As they work in silicon valley they probably already wear skinny jeans so are half way there


----------



## Danm (Jan 26, 2012)

Think about it some more . In cup 'mojo' connected to something that can control the rate of water being added and the rate of drip .... Probably not that difficult for greater minds and could likely produce a brilliant cup.


----------



## garydyke1 (Mar 9, 2011)

I will refrain from commenting until someone I respect has tasted its output.

It looks like a pain to descale : )

Where does the grinder come into this picture???


----------



## RoloD (Oct 13, 2010)

...because it's techno-fetish

making a cup of coffee really doesn't have to be that complicated


----------



## synthet1k (Dec 17, 2011)

RoloD said:


> Ten grand to make a cup of coffee. Get a fucking life.


Amen to that. Way over the top. If I made a cup using a Bialetti stove-top, and one using the 10k machine your average person wouldn't be able to tell the difference.


----------



## MWJB (Feb 28, 2012)

It looks interesting, technically, if not so much aesthetically.

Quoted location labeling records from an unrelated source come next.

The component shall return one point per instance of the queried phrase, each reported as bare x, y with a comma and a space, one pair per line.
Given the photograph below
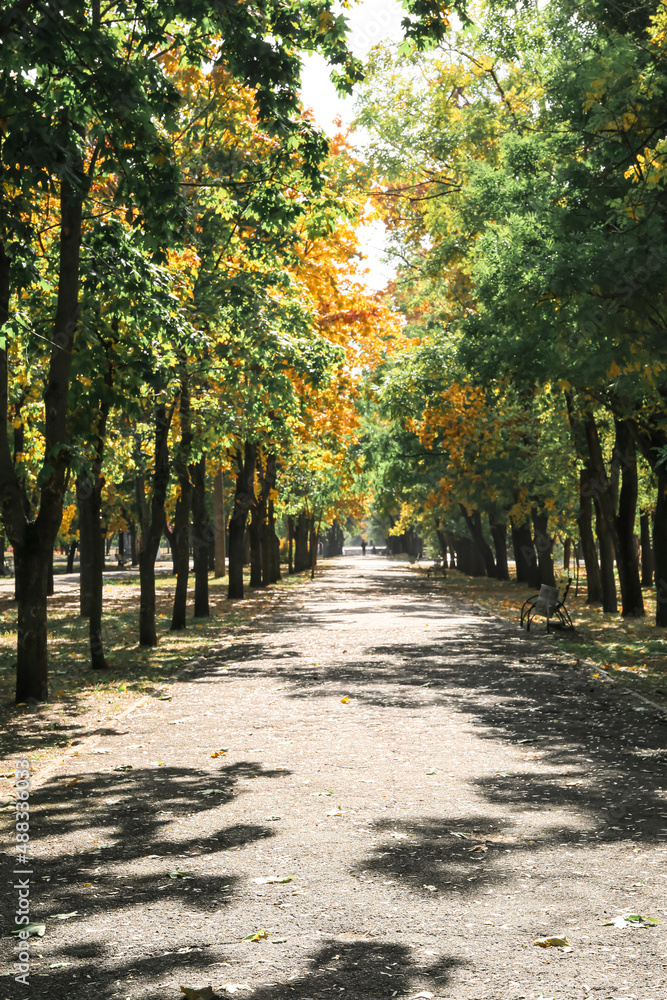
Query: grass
632, 649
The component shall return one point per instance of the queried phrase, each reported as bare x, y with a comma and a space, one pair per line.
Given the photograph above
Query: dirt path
473, 794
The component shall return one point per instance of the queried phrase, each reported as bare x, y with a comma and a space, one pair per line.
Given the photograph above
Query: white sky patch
371, 21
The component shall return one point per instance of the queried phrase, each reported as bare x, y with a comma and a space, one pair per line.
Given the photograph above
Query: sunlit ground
633, 647
80, 698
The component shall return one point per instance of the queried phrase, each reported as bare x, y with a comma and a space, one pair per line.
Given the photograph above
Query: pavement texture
371, 790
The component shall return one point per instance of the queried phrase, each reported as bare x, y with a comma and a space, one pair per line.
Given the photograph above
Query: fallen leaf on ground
205, 993
33, 929
552, 942
257, 936
272, 879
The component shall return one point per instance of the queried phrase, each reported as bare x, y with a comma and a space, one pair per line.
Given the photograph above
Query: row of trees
179, 289
520, 169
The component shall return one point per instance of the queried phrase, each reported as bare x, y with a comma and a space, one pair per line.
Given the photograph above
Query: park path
440, 790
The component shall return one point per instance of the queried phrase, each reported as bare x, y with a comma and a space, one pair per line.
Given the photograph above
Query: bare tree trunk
626, 550
183, 508
527, 570
243, 499
33, 540
499, 536
202, 537
220, 525
544, 545
646, 548
152, 523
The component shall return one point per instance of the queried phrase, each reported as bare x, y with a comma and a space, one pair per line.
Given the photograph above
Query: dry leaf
205, 993
272, 879
257, 936
552, 942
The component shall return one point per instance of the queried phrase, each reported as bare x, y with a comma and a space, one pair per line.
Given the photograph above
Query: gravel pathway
406, 794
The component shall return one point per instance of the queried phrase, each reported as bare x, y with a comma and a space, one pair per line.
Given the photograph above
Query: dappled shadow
360, 969
511, 687
129, 858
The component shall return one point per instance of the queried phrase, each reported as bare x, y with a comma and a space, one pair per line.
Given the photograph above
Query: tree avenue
188, 346
519, 167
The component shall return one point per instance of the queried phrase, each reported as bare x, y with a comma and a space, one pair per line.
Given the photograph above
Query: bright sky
371, 21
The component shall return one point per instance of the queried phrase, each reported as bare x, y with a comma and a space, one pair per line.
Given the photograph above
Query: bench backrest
547, 600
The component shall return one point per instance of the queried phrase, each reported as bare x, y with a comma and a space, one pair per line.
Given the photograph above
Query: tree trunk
606, 545
269, 573
301, 559
499, 536
31, 562
219, 525
152, 524
257, 530
33, 540
567, 555
544, 545
202, 537
183, 508
170, 535
646, 548
244, 497
86, 558
290, 544
587, 538
313, 543
626, 550
71, 552
474, 522
275, 545
527, 570
605, 513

It seems to be aimed at users that have no/little experience of brewing coffee and simply eliminates some variables...like a brew, by the cup Aeropress with preset temp & brew time. Aimed at the commercial market...spend on commercial brewing & employ a barista, or buy a $10K machine and let the waitresses, waiters, kids working weekends operate it? Whether or not it is infallible is one thing, but I'd wager it will up strike rates for everyday users.

It would appear to utilise existing, stand alone, grinders?

http://www.blossomcoffee.com/one/#features


----------



## MWJB (Feb 28, 2012)

It's like deja vu...all over again...


----------